[Date Prev][Date Next]
[Chronological]
[Thread]
[Top]
(ITS#3564) Programatic Insert Scaleability Problem
Full_Name: Dan Armbrust
Version: 2.2.23
OS: Fedora Core 3
URL: ftp://ftp.openldap.org/incoming/
Submission from: (NULL) (129.176.151.126)
With signifigant indexing enabled, openldap seems to be incapable of scaleing up
to even moderate sized databases - when you are loading a running server (rather
than an offline bulk insert)
If I start with a blank, clean database - here is the behavior I see.
The first ~200,000 entries or so (times about 5 attributes per entry) take about
2 minutes per 10,000 entries.
Then it starts getting slower. By the time I get to entry 300,000 - it is
taking ~45 minutes per 10,000 entries.
Then it starts jumping around - sometimes taking a 1/2 hour per 10,000 sometimes
3 hours per 10,000.
Finally, usually somewhere around 600,000 concepts, it just kicks the client out
with some odd error message - it changes from run to run. The most recent
example was:
javax.naming.NamingException: [LDAP: error code 80 - entry store failed]
After this happened - I could no longer connect to the ldap server with any
client - the server actually crashed when I tried to connect to it. But then
when I restart the server, it seems to run fine, at least for browsing. I
currently don't have the ability to resume my inserts - so I haven't been able
to tell if the insert speed would be good again after a restart, or if it would
stay as slow as it was at the end.
The database size was only 3.6 GB when it failed - I have loaded 16 GB databases
with slapadd before.
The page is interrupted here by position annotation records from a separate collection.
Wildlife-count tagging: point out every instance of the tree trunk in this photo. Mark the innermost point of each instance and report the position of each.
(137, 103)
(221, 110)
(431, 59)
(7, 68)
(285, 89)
Why does this work in slapadd - but not when it is done
with slapd?
Config info:
Openldap 2.2.23
BerkeleyDB 4.2.52(.2)
bdb backend
DB_CONFIG file:
set_flags DB_TXN_NOSYNC
set_flags DB_TXN_NOT_DURABLE
set_cachesize 1 0 1
Useful? bits from the conf file:
schemacheck on
idletimeout 14400
threads 150
sizelimit 6000
database bdb
suffix "service=test,dc=LexGrid,dc=org"
directory /localwork/ldap/database/dbdanTest
checkpoint 512 30
index objectClass eq
index conceptCode eq
index language pres,eq
index dc eq
index sourceConcept,targetConcept,association,presentationId eq
index text,entityDescription pres,eq,sub,subany
You can see the schema here if you desire:
http://informatics.mayo.edu/index.php?page=102
It appears that the performance tanked when the database grew to about twice the
size of the cache - and the whole thing crashed when it got to 3 times the size
of the cache.
What is the point of a database, if it is limited to only holding twice the
amount of what you can put into RAM?